Release time: April 28, 2026
What happens on April 28, 2026
Starting that day, Rocket League on PC (both Epic Games Store and Steam versions) launches with an Easy Anti-Cheat toggle. You choose whether to start the game with EAC on or off. The choice determines what you can do in that session.
With EAC enabled, you can queue for online matches, private matches, and tournaments. Mods will not run in this mode. With EAC disabled, mods are allowed, but online queuing is blocked. You are limited to offline matches, training, LAN matches, and replay viewing with custom video tools.
To switch between the two modes, you need to close and relaunch the game.
EAC on vs EAC off
| Activity | EAC on | EAC off |
|---|---|---|
| Online ranked and casual matches | Allowed | Blocked |
| Private matches | Allowed | Blocked |
| Tournaments | Allowed | Blocked |
| Offline matches and training | Allowed | Allowed |
| LAN matches | Allowed | Allowed |
| Replay viewing | Allowed | Allowed (with custom video tools) |
| BakkesMod and other mods | Blocked | Allowed |
| Steam Workshop and community maps | Allowed (without mods on top) | Allowed (with mods if you want) |
What this means for BakkesMod
BakkesMod and its plugin ecosystem, including tools like AlphaConsole, don't disappear. They just can't run while EAC is active. If you want BakkesMod features such as colored freeplay, custom car previews, rank viewers, or POV replays, you'll launch Rocket League with EAC turned off and stick to offline or LAN activities.
Community-made content is treated separately. Steam Workshop maps and similar community content remain playable with EAC on or off. The rule is simple: if you want to layer mods on top of community content, you need EAC off for that session.

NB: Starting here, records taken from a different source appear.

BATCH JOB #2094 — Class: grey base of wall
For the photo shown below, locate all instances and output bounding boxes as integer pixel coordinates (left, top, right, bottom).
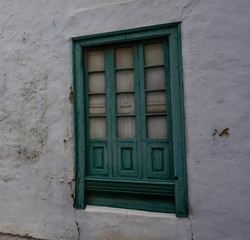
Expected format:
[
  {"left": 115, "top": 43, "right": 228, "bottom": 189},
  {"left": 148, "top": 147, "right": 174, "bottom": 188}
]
[{"left": 0, "top": 233, "right": 45, "bottom": 240}]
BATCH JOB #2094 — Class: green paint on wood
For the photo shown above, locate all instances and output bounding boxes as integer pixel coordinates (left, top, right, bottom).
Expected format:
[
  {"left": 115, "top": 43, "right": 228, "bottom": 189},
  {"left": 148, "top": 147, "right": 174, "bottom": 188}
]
[{"left": 73, "top": 23, "right": 188, "bottom": 217}]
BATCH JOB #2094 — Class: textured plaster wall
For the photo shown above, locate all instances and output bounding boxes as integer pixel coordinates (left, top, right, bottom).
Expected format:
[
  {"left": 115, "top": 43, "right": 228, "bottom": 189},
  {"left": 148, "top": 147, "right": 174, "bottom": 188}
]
[{"left": 0, "top": 0, "right": 250, "bottom": 240}]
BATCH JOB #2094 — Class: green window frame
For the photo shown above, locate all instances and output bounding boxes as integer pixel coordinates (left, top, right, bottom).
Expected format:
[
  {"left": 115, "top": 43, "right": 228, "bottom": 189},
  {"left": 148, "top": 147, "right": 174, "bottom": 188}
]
[{"left": 72, "top": 23, "right": 188, "bottom": 217}]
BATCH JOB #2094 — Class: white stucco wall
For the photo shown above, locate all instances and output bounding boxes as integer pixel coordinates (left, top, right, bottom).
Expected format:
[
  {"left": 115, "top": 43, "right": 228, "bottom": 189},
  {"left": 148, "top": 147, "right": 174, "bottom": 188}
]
[{"left": 0, "top": 0, "right": 250, "bottom": 240}]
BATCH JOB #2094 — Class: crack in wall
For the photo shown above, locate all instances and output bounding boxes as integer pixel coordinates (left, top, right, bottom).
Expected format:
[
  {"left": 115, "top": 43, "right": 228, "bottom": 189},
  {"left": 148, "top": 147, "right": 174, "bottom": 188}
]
[{"left": 181, "top": 0, "right": 200, "bottom": 21}]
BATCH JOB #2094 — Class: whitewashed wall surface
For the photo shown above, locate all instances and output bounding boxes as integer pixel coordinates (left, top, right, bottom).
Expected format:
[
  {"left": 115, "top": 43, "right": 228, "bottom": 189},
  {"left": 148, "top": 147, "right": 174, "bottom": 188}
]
[{"left": 0, "top": 0, "right": 250, "bottom": 240}]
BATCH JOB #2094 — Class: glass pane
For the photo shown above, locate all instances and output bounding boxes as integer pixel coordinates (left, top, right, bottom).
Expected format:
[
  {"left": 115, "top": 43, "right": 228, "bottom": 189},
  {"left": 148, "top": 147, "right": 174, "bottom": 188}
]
[
  {"left": 116, "top": 93, "right": 135, "bottom": 114},
  {"left": 89, "top": 73, "right": 105, "bottom": 93},
  {"left": 146, "top": 67, "right": 165, "bottom": 90},
  {"left": 115, "top": 47, "right": 133, "bottom": 68},
  {"left": 145, "top": 43, "right": 164, "bottom": 66},
  {"left": 89, "top": 118, "right": 106, "bottom": 138},
  {"left": 117, "top": 117, "right": 135, "bottom": 138},
  {"left": 116, "top": 70, "right": 134, "bottom": 91},
  {"left": 147, "top": 91, "right": 166, "bottom": 113},
  {"left": 89, "top": 95, "right": 106, "bottom": 115},
  {"left": 147, "top": 116, "right": 167, "bottom": 138},
  {"left": 88, "top": 51, "right": 104, "bottom": 71}
]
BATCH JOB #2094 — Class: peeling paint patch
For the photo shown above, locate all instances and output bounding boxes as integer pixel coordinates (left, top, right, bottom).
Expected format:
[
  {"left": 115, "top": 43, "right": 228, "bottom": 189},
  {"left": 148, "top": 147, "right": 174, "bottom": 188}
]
[
  {"left": 212, "top": 128, "right": 230, "bottom": 137},
  {"left": 219, "top": 128, "right": 230, "bottom": 137},
  {"left": 18, "top": 147, "right": 42, "bottom": 162}
]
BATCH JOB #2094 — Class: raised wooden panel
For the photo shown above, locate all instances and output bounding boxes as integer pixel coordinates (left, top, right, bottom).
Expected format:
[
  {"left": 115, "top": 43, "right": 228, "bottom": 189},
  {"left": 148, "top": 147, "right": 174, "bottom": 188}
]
[
  {"left": 147, "top": 116, "right": 167, "bottom": 139},
  {"left": 88, "top": 143, "right": 108, "bottom": 175},
  {"left": 117, "top": 117, "right": 136, "bottom": 138},
  {"left": 89, "top": 117, "right": 106, "bottom": 138},
  {"left": 147, "top": 143, "right": 169, "bottom": 179},
  {"left": 117, "top": 143, "right": 138, "bottom": 177},
  {"left": 89, "top": 95, "right": 106, "bottom": 115}
]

Linux, Steam Deck, and Mac
Psyonix confirmed that Rocket League will continue to work on Linux and Steam Deck through compatibility layers like Proton with Easy Anti-Cheat enabled. EAC runs in userspace for these platforms, which keeps the game accessible without kernel-level access on Linux.

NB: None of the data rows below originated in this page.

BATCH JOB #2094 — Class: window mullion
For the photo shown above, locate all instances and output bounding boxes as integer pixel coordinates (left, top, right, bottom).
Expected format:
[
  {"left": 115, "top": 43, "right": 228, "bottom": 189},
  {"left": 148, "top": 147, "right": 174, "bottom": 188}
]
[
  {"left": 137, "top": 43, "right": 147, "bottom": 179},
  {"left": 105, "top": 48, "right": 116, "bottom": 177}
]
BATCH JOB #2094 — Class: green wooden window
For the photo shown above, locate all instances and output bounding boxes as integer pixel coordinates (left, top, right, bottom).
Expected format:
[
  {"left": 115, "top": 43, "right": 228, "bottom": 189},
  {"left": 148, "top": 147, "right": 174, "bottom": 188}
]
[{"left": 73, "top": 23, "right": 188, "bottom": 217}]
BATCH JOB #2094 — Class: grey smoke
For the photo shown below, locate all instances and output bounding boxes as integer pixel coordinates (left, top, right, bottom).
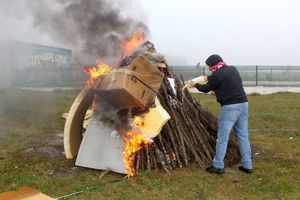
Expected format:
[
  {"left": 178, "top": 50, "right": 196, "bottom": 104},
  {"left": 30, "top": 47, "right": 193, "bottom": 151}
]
[{"left": 1, "top": 0, "right": 149, "bottom": 63}]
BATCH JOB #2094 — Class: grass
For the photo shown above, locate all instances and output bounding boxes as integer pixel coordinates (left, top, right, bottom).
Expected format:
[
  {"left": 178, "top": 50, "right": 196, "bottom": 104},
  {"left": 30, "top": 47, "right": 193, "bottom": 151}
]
[{"left": 0, "top": 89, "right": 300, "bottom": 200}]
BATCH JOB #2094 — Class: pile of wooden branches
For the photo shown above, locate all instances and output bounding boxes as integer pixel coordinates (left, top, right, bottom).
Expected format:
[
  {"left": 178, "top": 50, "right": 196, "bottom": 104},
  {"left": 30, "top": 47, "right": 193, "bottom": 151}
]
[{"left": 134, "top": 67, "right": 239, "bottom": 173}]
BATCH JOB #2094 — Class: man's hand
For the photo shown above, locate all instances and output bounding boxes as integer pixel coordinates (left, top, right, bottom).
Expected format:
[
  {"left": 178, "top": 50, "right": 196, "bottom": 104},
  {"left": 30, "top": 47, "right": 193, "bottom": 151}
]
[{"left": 189, "top": 81, "right": 196, "bottom": 88}]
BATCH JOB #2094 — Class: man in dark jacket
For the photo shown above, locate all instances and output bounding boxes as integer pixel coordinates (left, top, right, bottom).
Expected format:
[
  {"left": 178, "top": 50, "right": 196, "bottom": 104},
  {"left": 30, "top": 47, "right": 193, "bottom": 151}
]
[{"left": 189, "top": 54, "right": 252, "bottom": 174}]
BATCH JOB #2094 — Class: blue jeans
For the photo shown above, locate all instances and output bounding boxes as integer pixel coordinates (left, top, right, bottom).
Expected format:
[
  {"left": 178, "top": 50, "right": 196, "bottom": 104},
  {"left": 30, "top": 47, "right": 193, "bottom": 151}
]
[{"left": 213, "top": 102, "right": 252, "bottom": 169}]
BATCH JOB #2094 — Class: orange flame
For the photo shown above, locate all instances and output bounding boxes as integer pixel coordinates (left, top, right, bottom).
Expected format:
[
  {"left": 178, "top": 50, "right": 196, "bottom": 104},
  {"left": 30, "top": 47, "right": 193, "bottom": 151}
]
[
  {"left": 83, "top": 60, "right": 111, "bottom": 88},
  {"left": 120, "top": 31, "right": 144, "bottom": 57},
  {"left": 121, "top": 117, "right": 151, "bottom": 177}
]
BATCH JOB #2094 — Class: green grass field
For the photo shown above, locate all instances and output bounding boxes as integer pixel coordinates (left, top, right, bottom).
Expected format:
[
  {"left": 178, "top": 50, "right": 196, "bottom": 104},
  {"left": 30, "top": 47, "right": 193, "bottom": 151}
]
[{"left": 0, "top": 89, "right": 300, "bottom": 200}]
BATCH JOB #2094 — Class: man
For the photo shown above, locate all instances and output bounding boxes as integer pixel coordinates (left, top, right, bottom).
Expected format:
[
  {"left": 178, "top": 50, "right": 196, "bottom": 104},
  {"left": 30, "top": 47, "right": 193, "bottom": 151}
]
[{"left": 189, "top": 54, "right": 252, "bottom": 174}]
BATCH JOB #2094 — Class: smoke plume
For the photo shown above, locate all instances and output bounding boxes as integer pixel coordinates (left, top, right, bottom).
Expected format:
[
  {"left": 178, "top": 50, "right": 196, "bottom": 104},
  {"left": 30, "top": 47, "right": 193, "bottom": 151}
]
[{"left": 1, "top": 0, "right": 149, "bottom": 63}]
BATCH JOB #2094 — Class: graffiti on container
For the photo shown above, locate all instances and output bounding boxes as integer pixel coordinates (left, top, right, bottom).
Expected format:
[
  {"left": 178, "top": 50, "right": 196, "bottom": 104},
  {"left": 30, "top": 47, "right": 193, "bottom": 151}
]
[{"left": 18, "top": 52, "right": 68, "bottom": 68}]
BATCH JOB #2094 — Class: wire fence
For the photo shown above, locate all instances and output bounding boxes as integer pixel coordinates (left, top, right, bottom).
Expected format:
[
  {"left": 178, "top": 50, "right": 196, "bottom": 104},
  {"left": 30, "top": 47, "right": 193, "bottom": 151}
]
[
  {"left": 172, "top": 65, "right": 300, "bottom": 86},
  {"left": 13, "top": 66, "right": 300, "bottom": 87}
]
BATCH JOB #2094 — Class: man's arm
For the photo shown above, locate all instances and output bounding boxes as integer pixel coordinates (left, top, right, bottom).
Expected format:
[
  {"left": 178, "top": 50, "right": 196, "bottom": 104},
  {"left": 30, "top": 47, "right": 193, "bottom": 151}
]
[{"left": 192, "top": 74, "right": 219, "bottom": 93}]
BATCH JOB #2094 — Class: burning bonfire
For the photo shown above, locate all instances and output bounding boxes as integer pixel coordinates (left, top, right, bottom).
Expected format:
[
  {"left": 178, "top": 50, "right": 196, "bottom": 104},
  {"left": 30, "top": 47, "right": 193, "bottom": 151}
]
[{"left": 64, "top": 33, "right": 238, "bottom": 177}]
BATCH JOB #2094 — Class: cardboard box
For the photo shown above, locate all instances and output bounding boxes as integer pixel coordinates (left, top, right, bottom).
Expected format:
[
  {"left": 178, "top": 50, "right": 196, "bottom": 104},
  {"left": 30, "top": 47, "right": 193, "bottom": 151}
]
[
  {"left": 127, "top": 56, "right": 164, "bottom": 92},
  {"left": 96, "top": 69, "right": 156, "bottom": 109}
]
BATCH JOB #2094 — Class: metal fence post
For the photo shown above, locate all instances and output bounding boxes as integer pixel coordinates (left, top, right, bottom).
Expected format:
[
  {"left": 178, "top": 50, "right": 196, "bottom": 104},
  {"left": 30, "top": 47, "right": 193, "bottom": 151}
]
[
  {"left": 255, "top": 65, "right": 258, "bottom": 86},
  {"left": 271, "top": 66, "right": 273, "bottom": 82}
]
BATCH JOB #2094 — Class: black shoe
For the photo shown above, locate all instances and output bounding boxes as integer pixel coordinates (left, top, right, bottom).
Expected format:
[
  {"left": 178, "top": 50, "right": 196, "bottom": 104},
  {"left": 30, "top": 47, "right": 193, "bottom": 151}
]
[
  {"left": 239, "top": 166, "right": 252, "bottom": 174},
  {"left": 205, "top": 165, "right": 225, "bottom": 174}
]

Mac is a different situation. Rocket League isn't natively supported on macOS and has been played through tools like Heroic, CrossOver, or Wine. With EAC enforced for online play, those compatibility paths are expected to break for queuing into matches. Mac-only players looking to continue online play will need to fall back to a streaming service or a Windows install on supported hardware.
How to verify EAC is active
Step 1: Launch Rocket League on PC through the Epic Games launcher or Steam. You will be prompted to choose whether to start with Easy Anti-Cheat on or off.
Step 2: Select the EAC-enabled option. The game will load with anti-cheat running in the background.
Step 3: Open the main menu and try to queue for an online match. If EAC is active, queuing works normally. If you picked the EAC-off launch, the online queue options will be unavailable until you restart the game.
Why Psyonix is adding it now
The headline target is automated play. Bots have become a visible problem at the higher end of the ranked ladder, along with DDoS-based match manipulation. EAC is designed to detect and ban cheaters in real time, and Psyonix has hinted that hardware-level bans are part of the broader enforcement toolkit.
EAC won't eliminate cheating outright. No anti-cheat does. But it raises the effort required, removes the easiest off-the-shelf bot tools, and gives Psyonix an ongoing detection framework to update as new exploits appear.
Things to do before April 28
- Back up any BakkesMod configurations, custom training packs, and plugin settings you want to keep for offline use.
- If you rely on POV replays or custom video tools, plan to run them in EAC-off sessions going forward.
- Mac-only players should test a streaming option or consider a Windows install if online play matters.
- Linux and Steam Deck users don't need to change anything; EAC-enabled play is supported through Proton.
Psyonix has said a full blog post with additional details is coming in the week leading up to the switch-on. The core facts, however, are already set: April 28 is the date, PC players get a launch-time toggle, and mods and online play will no longer share the same session.